Sunday, April 14, at 7:00 p.m. French director Philippe Le Guay’s “The Story of Annette Zelman” dramatizes the true story of that young Jewish woman in a loving, devoted relationship with Catholic Jean Jausion. Adapted from Laurent Joly’s 2017 book, “Informing on Jews during the Occupation,” set in 1942 Nazi-occupied Paris, Jausion’s parents, especially her father, express their anti-Semitic prejudice with tragic results. Annette and Jean have a vibrant, uplifting energy despite the dire situation.

Tuesday, April 16, at 7:00, Spanish director Rodrigo Cortéz’s “Love Gets a Room” is less successful though it makes an important statement about pervasive perils in the 1942 Warsaw Ghetto. Unfolding in real time, the reliance on the Jewish actors’ repetitive, frantic rushing about during a musical drama’s performance for a Jewish audience too often overshadows the Nazi threats just outside, and soon inside, the theater. Based on real events, it foregrounds the staggering life or death decision of who should or would escape to safety as well as what resistance and defiance will invite.

Thursday, April 18, at 7:00, Italian director Giuseppe Piccioni’s powerful “The Shadow of the Day” concludes the festival on a high note. Restraint, sidelong glances, and subterfuge dominate the small Italian town restaurant where Anna secures a waitress job, her WWI veteran employer initially unaware of her Jewish heritage, attracted to her, and resistant to Fascist dictates. No spoilers here, so suffice it to say that the situation spirals into serious confrontations through unexpected developments. The suspenseful concentration on several well-acted characters highly recommends this drama.

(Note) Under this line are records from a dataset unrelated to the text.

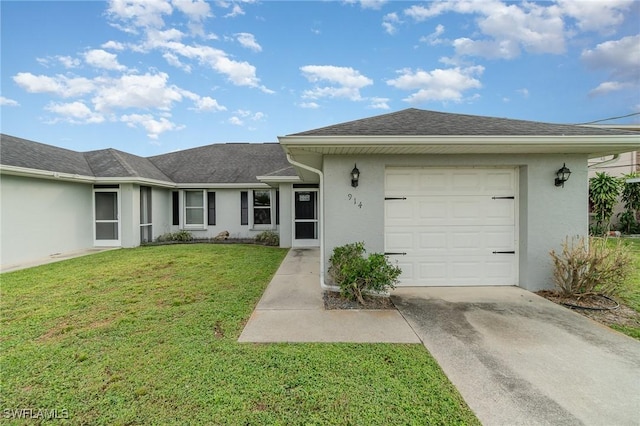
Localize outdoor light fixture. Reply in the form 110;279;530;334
556;163;571;188
351;164;360;188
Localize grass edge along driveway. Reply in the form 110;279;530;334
0;244;478;425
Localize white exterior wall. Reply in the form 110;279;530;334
323;155;588;291
0;174;93;267
168;188;282;239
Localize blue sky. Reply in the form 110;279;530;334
0;0;640;156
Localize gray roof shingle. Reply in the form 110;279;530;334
289;108;629;136
0;134;296;183
0;134;93;176
149;143;295;183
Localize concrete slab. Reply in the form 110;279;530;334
0;247;119;273
238;249;420;343
238;309;420;343
392;287;640;425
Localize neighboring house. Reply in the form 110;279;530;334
589;124;640;228
0;108;640;290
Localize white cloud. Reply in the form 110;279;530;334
344;0;387;10
195;96;227;111
300;65;373;101
13;72;95;98
92;73;182;112
100;40;126;50
581;34;640;95
404;0;565;59
45;101;104;123
382;12;401;35
420;24;444;46
84;49;127;71
107;0;173;32
236;33;262;52
0;96;20;106
224;4;244;18
387;65;484;103
173;0;211;21
120;114;184;139
368;98;390;109
229;116;244;126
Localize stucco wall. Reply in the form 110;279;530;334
323;155;588;291
169;188;282;243
0;175;93;266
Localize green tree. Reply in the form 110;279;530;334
618;172;640;234
589;172;622;233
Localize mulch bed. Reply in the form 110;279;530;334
323;291;396;309
536;290;640;327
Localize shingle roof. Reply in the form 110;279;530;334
84;148;171;181
289;108;640;136
0;134;296;183
149;143;295;183
0;134;93;176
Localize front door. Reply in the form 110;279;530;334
93;189;120;247
293;189;320;247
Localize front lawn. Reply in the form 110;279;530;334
0;244;478;425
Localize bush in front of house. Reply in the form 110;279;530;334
256;231;280;246
550;237;633;296
156;230;193;243
329;242;402;305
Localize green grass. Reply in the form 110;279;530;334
0;244;478;425
613;238;640;340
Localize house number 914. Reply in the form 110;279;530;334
347;194;362;209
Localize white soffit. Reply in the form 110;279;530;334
279;135;640;157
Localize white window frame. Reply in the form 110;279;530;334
247;188;277;231
181;189;207;229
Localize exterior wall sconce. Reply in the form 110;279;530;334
556;163;571;188
351;164;360;188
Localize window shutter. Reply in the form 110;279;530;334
171;191;180;225
240;191;249;225
207;192;216;225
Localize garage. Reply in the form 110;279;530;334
384;167;518;286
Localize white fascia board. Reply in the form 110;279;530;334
0;165;96;183
94;177;176;188
256;176;301;183
176;182;270;189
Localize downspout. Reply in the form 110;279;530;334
287;152;340;291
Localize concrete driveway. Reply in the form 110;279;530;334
392;287;640;425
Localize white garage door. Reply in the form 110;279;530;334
385;168;518;286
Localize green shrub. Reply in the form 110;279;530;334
550;237;633;296
329;242;402;304
156;229;193;243
256;231;280;246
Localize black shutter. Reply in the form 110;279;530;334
240;191;249;225
207;192;216;225
171;191;180;225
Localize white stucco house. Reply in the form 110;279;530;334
0;108;640;291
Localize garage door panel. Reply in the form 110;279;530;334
385;168;517;286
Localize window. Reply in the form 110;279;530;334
140;186;153;243
171;191;180;226
253;190;271;225
207;192;216;225
184;190;204;227
240;191;249;225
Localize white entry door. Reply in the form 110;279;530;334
385;168;518;286
93;189;121;247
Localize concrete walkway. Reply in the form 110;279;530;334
239;249;640;426
238;249;420;343
392;287;640;426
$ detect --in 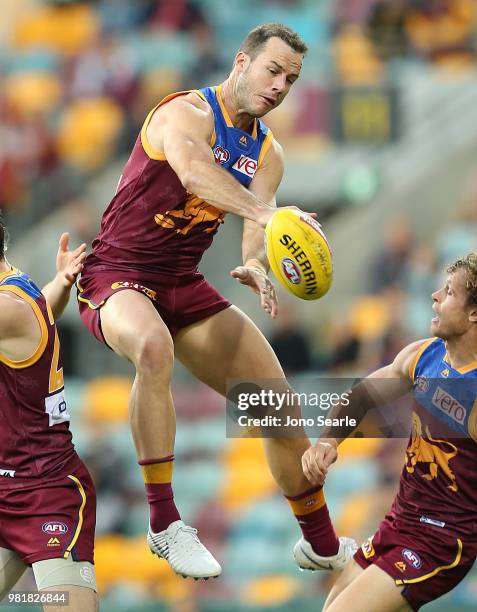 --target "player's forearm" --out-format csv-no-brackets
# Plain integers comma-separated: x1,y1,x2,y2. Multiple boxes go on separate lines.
41,276,71,321
181,160,272,223
242,219,270,272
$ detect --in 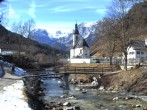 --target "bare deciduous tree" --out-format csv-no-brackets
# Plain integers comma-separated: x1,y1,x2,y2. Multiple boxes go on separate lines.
107,0,133,70
0,0,7,24
11,19,35,38
98,18,116,65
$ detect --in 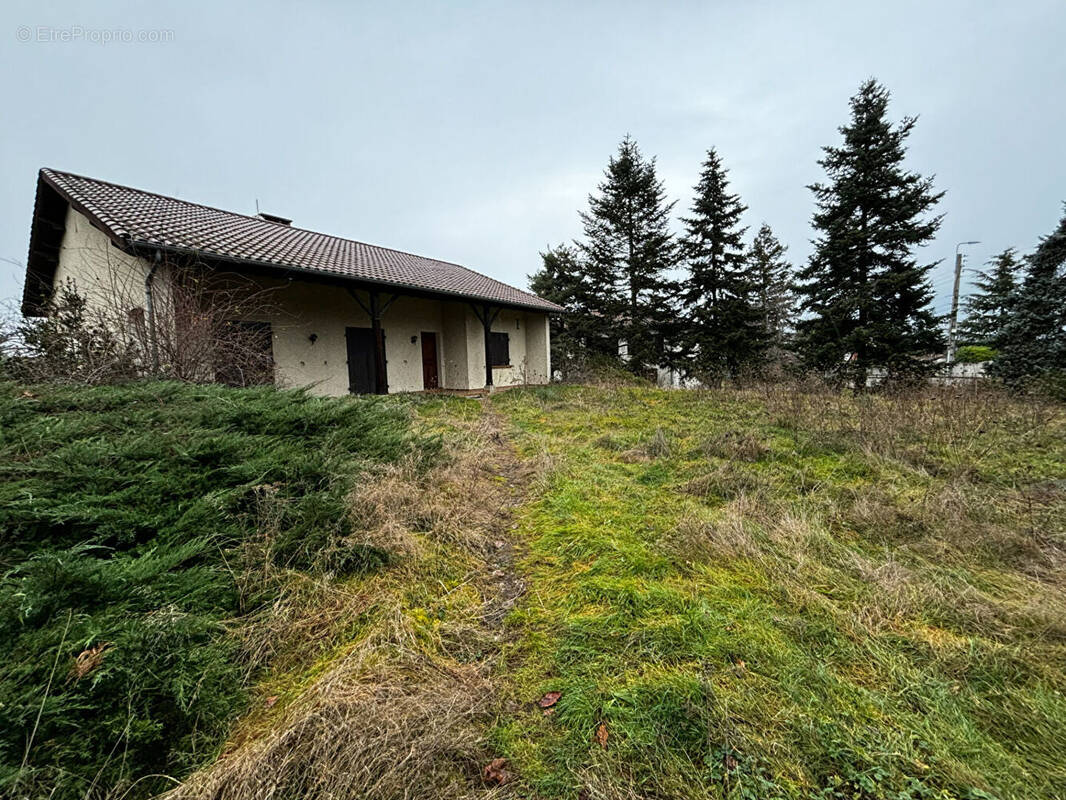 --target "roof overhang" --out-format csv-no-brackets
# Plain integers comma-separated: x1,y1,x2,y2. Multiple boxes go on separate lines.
21,170,566,317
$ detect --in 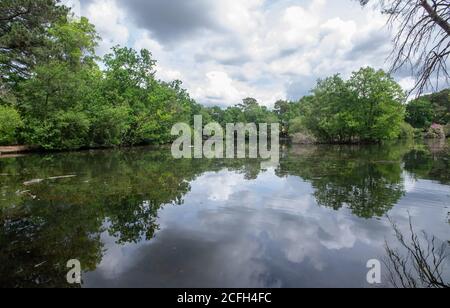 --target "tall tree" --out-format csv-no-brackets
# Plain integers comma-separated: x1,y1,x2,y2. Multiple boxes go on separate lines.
360,0,450,95
0,0,69,87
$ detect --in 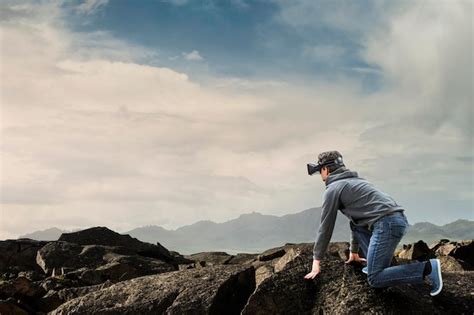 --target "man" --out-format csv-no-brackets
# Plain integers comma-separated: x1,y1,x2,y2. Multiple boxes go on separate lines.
304,151,443,296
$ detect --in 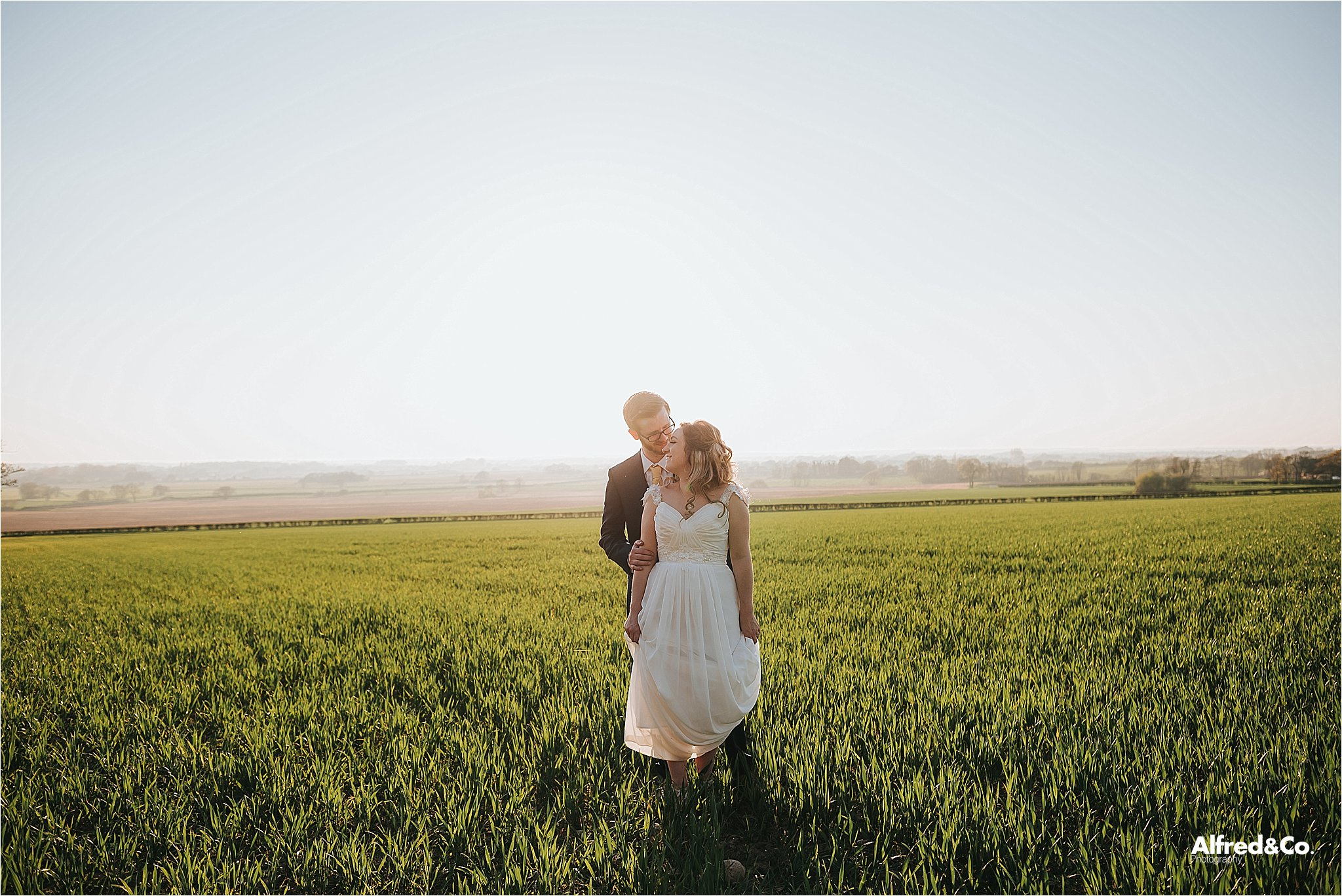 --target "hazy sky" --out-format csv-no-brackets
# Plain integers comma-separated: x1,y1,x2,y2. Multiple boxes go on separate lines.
0,3,1342,463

Not available for screening, the first film April 18, 3:30 p.m., is “Vishniac,” director Laura Bialis’ documentary on the iconic Russian-American photographer Roman Vishniac. To raise money for Eastern European Jewish communities, he recorded life there from 1935 through 1938, post-war Berlin, and, later, superb scientific photography. For more information on these and other films in the Jewish Film Festival, you may go to the Jewish Film Festival website. All films have English subtitles as needed, and all programs screen at the B&B Creve Coeur Theater.